Google’s Core Web Vitals, which are coming out later this year, will provide ways to quantify the user experience and identify areas that need improvement. Interactivity is one of the signals to be measured along with page load time and the stability of content as it loads. The key is to focus on optimizing your website for the quality of your user’s experience.
In this article, we will define the interactivity metric, why it is important, how it is measured, and ways you can improve your site’s user experience.
What is the Interactivity signal?
The new metric that looks at interactivity is the First Input Delay (FID). It measures the time when a user first interacts with your page. For example, a user lands on your website and the page starts to load. How long before your “register here” button is clickable?
To be classified in the good range your FID should be less than 100 milliseconds.
Why is it important?
Google highly values sites that offer a good user experience over those that do not. Improving the user experience will improve engagement, which is what you need for conversion.
Remember that Google is in business to give the user the best search results and does not want to deliver a site that does not have a good user experience.
Google will use this data when they are trying to evaluate two very similar results.
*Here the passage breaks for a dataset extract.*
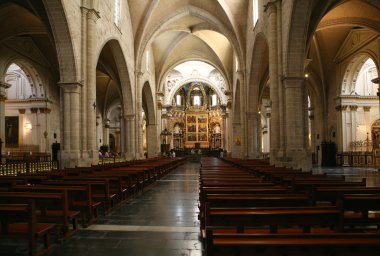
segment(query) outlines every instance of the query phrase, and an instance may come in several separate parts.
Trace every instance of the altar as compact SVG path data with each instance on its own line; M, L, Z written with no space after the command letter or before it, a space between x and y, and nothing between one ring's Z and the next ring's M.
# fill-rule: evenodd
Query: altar
M222 108L216 92L207 84L192 82L177 91L168 127L173 149L222 148Z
If all other things are equal in terms of content, Google will likely use something like the Core Web Vitals to make an ultimate determination. ~ezoic
Improve your site’s user experience
If you use WordPress, your plugins can be a source of increased FID times. This ironically includes speed optimization plugins, especially if you have multiples on your site because they are making external calls at the same time.
Adding a lot of code to the head of your site that calls a log of external javascript can also slow your FID.
Basically, if you are using tools delivered by plugins or snippets of code to the header, you should evaluate how much the tools are hurting your FID scores. The more unnecessary javascript you remove from your site head code the better. See if any can be turned off or deferred to only be active on pages they are used.